Here, R can be either R_b or R_gb. Further, one can also estimate the time constants of the above two relaxation circuits, as τ₁ = R_b C^*₁ and τ₂ = R_gb C^*₂ to elucidate the kinetics of electron transfer at various temperatures within and across the grains, respectively. The calculated equivalent capacitance values as well as all the fitted parameters including the resistances (Rs, R_b and R_gb) are listed in Table 2.

Table 2 Fitting and other estimated parameters of the equivalent circuit provided in Fig. 5 for 15GDC composition from the Impedance Spectroscopy data.

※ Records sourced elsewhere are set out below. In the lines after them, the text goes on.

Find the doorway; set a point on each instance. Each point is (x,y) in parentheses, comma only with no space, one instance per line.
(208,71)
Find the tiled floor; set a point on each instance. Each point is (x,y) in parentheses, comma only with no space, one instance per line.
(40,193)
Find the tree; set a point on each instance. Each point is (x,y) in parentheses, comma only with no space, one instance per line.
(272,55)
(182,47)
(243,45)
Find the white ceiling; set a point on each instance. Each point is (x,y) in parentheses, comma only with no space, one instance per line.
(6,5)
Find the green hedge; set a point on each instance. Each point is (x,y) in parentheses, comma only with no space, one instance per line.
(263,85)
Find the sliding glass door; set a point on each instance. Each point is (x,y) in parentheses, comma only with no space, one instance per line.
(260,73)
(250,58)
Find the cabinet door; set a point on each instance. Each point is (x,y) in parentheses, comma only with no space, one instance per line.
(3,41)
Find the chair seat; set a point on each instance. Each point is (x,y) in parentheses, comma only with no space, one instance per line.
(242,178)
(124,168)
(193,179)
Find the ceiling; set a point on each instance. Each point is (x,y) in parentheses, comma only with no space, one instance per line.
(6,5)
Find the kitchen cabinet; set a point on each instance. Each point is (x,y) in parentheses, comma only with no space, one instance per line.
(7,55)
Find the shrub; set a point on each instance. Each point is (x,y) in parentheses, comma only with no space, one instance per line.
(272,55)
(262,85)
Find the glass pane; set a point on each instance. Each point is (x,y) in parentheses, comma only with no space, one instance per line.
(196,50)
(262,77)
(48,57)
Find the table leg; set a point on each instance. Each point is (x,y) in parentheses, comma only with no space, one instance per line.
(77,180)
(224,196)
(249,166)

From the estimated equivalent capacitance values, we observe that, at electron transfer rate within grain is fastest (τ₁ ~ 10 μs or shorter) at higher temperature (500 °C and above). On the other hand, the electron transfer rate across the grain boundaries is also maximum at 700 °C (τ₂ = 0.1 ms). This observation agrees well with the large grain boundary conductivity as well as lowest activation energy for 15GDC as summarized in Table 1.

Conclusion

In this study, gadolinia doped ceria (GDC) samples were successfully synthesized using simple co-precipitation method with stoichiometry of Gd_xCe_1−xO_2−δ where value if x varies from 0.05 to 0.20. The synthesized particles possessed pure crystalline phase of cubic fluorite structure, showing complete substitution of Gd³⁺ in CeO₂ lattice at lower concentration of Gd³⁺. XRD and Raman studies verified the phase purity and substitutional doping, from which the crystallite size was inferred, which showed 15GDC composition was having smallest crystallite size among all. From FESEM micrographs, highly dense and compact structure of 15GDC was also confirmed. It can be concluded from EIS measurements that the 15GDC sample is having highest grain boundary ionic conductivity (σ_gb) of about 0.104 S cm⁻¹ at 700 °C and lowest activation energy of 0.81 eV making 15GDC a potential candidate for achieving high ionic conductivity at lower temperatures.